Il manganese sembrava accelerare la "trasmissione da cellula a cellula" dell'alfa-sinucleina, che a sua volta portava alla neurotossicità. Kanthasamy e colleghi spiegano:

"Insieme, questi risultati indicano che l'esposizione [al manganese] promuove la secrezione di [alfa-sinucleina] nelle vescicole esosomiali, che successivamente evoca risposte proinfiammatorie e neurodegenerative sia nella coltura cellulare che nei modelli animali".

"[W] e identificato un possibile meccanismo che coinvolge la trasmissione da cellula a cellula mediata da esosomi di [alfa-sinucleina] durante l'esposizione al neurotossico ambientale", scrivono gli autori.

I risultati possono portare a un rilevamento precoce

Secondo il National Institutes of Health (NIH), circa 50.000 persone negli Stati Uniti ricevono una diagnosi di Parkinson ogni anno e 500.000 persone attualmente convivono con questa condizione.

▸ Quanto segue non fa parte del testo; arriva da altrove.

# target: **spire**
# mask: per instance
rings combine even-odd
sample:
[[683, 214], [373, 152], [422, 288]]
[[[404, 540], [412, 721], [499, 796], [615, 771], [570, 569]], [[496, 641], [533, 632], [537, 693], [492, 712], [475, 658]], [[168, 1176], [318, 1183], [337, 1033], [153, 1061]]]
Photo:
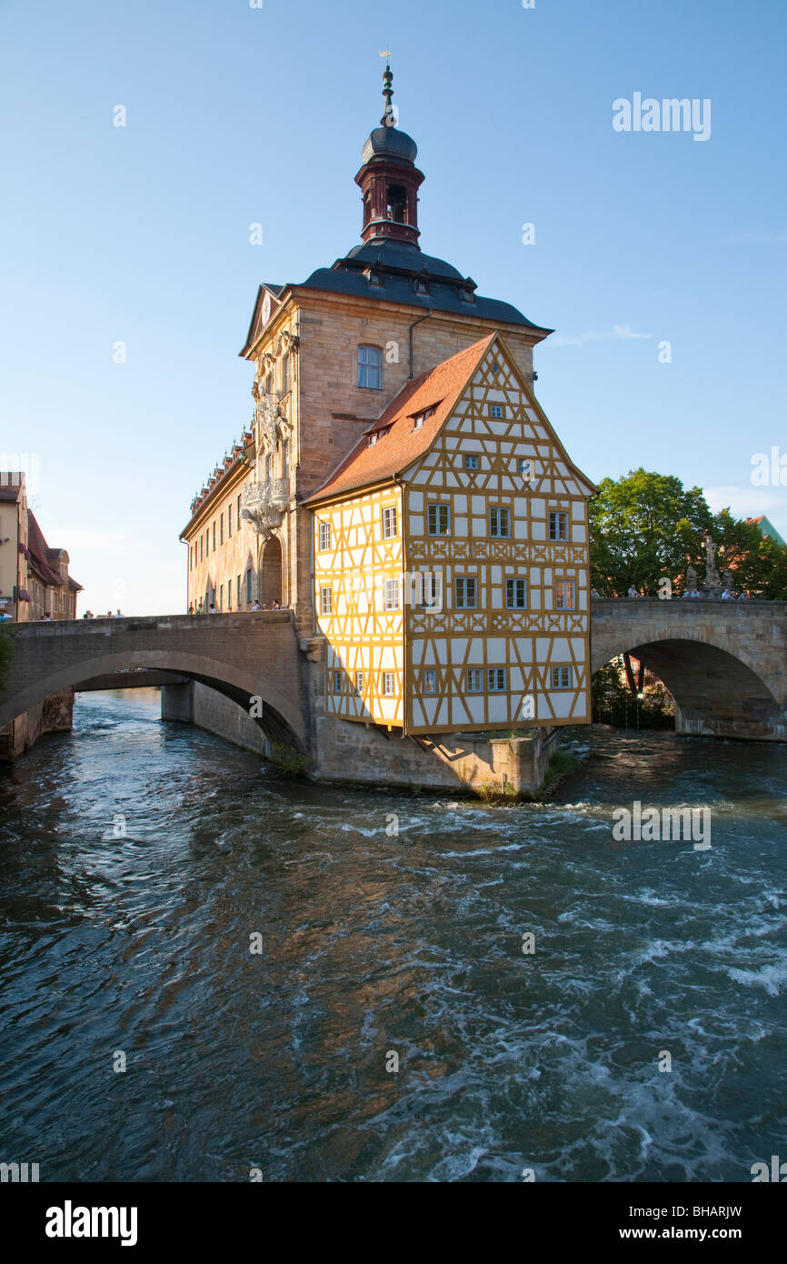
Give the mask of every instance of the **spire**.
[[370, 134], [361, 153], [361, 169], [355, 177], [364, 198], [361, 239], [370, 241], [399, 241], [418, 248], [418, 187], [423, 172], [416, 167], [418, 147], [412, 137], [399, 131], [392, 104], [393, 75], [390, 49], [383, 72], [385, 110], [380, 126]]
[[[385, 58], [390, 57], [390, 48], [387, 48], [384, 53], [380, 53], [380, 57]], [[380, 123], [383, 124], [384, 128], [395, 128], [397, 125], [394, 109], [393, 105], [390, 104], [390, 99], [393, 96], [393, 88], [390, 86], [392, 83], [393, 83], [393, 75], [390, 72], [390, 63], [385, 61], [385, 70], [383, 72], [383, 96], [385, 97], [385, 109], [383, 110], [383, 118], [380, 119]]]

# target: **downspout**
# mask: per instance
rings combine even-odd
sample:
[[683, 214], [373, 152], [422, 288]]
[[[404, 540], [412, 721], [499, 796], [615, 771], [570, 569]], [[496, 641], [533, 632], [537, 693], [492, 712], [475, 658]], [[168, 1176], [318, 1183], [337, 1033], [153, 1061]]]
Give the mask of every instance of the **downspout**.
[[[430, 315], [431, 315], [431, 312], [427, 312], [427, 316], [430, 316]], [[426, 320], [426, 316], [422, 316], [421, 320]], [[416, 325], [417, 324], [418, 324], [418, 321], [416, 321]], [[413, 326], [411, 325], [411, 351], [412, 351], [412, 345], [413, 345], [412, 339], [413, 339]], [[413, 369], [412, 369], [412, 358], [411, 358], [411, 377], [412, 375], [413, 375]], [[402, 514], [400, 514], [400, 518], [402, 518], [402, 522], [400, 522], [400, 531], [402, 531], [402, 737], [404, 738], [404, 737], [409, 737], [409, 734], [407, 732], [407, 702], [408, 702], [407, 689], [408, 689], [408, 685], [409, 685], [409, 676], [408, 676], [408, 671], [407, 671], [407, 648], [408, 648], [408, 637], [407, 637], [407, 607], [408, 607], [408, 600], [407, 600], [407, 597], [408, 597], [408, 592], [407, 592], [407, 536], [404, 533], [404, 523], [406, 523], [406, 517], [404, 517], [404, 506], [406, 506], [404, 493], [406, 493], [407, 484], [404, 483], [404, 480], [400, 478], [399, 474], [394, 474], [394, 483], [399, 488], [399, 494], [402, 497], [402, 501], [400, 501], [400, 506], [402, 506]], [[411, 584], [411, 595], [412, 595], [412, 584]]]
[[423, 316], [419, 316], [418, 320], [414, 320], [413, 324], [409, 327], [409, 375], [411, 375], [411, 378], [413, 375], [413, 330], [414, 330], [416, 325], [421, 324], [421, 321], [427, 320], [427, 317], [432, 315], [432, 311], [433, 311], [433, 308], [430, 307], [428, 312], [424, 312]]

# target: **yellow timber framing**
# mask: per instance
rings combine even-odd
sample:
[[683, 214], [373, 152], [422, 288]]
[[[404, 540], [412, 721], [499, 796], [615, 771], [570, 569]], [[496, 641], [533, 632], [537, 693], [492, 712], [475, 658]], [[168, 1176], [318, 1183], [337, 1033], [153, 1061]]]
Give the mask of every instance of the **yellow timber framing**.
[[[476, 468], [465, 468], [467, 456], [475, 458]], [[522, 463], [528, 463], [527, 474], [520, 473]], [[413, 736], [589, 723], [587, 499], [596, 488], [568, 459], [499, 335], [417, 460], [390, 483], [359, 488], [315, 507], [317, 611], [317, 576], [325, 584], [328, 574], [318, 561], [318, 522], [330, 520], [331, 531], [341, 532], [342, 551], [333, 554], [330, 566], [330, 581], [341, 585], [342, 574], [357, 569], [357, 557], [346, 544], [342, 507], [366, 506], [368, 528], [376, 522], [381, 535], [380, 511], [394, 488], [400, 495], [400, 551], [395, 559], [373, 554], [371, 565], [378, 589], [380, 581], [400, 574], [400, 621], [378, 626], [373, 614], [361, 628], [347, 622], [346, 614], [339, 623], [317, 616], [328, 642], [326, 713], [400, 726]], [[430, 532], [430, 504], [447, 506], [447, 535]], [[494, 520], [498, 535], [491, 533], [491, 509], [503, 511]], [[567, 538], [551, 538], [551, 525], [553, 535], [565, 531]], [[409, 600], [418, 597], [413, 584], [418, 571], [441, 575], [440, 609]], [[475, 581], [474, 605], [457, 607], [457, 580]], [[574, 585], [572, 608], [557, 609], [560, 580]], [[524, 605], [518, 607], [522, 593]], [[514, 604], [509, 605], [509, 597]], [[376, 665], [366, 669], [373, 675], [369, 690], [364, 678], [357, 704], [351, 698], [352, 671], [361, 669], [352, 664], [360, 661], [361, 645], [370, 651], [368, 661]], [[387, 662], [395, 661], [395, 708], [380, 693], [383, 651]], [[337, 693], [332, 672], [342, 669], [347, 680]], [[469, 672], [480, 672], [480, 680]]]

Sebbene la condizione non abbia ancora una cura, una diagnosi precoce può prevenire danni irreversibili al cervello e aiutare ad accelerare le sperimentazioni cliniche sull'uomo di nuovi farmaci.

I risultati che Kanthasamy e colleghi hanno appena pubblicato potrebbero aiutare gli scienziati a ideare un nuovo test diagnostico per il Parkinson che potrebbe rilevare la malattia molto prima. I risultati possono anche aiutare gli scienziati a testare l'efficacia dei nuovi farmaci per il Parkinson.

"Con l'avanzare della malattia, è più difficile rallentarla con i trattamenti", dice Kanthasamy. Aggiunge: “Una diagnosi precoce, forse mediante test per alfa-sinucleina ripiegata in modo errato, può portare a risultati migliori per i pazienti. Un tale test potrebbe anche indicare se qualcuno è a rischio prima dell'inizio della malattia ".

Tuttavia, gli autori dello studio avvertono anche che i loro risultati sono ancora sperimentali e che tale test diagnostico potrebbe non essere disponibile per anni.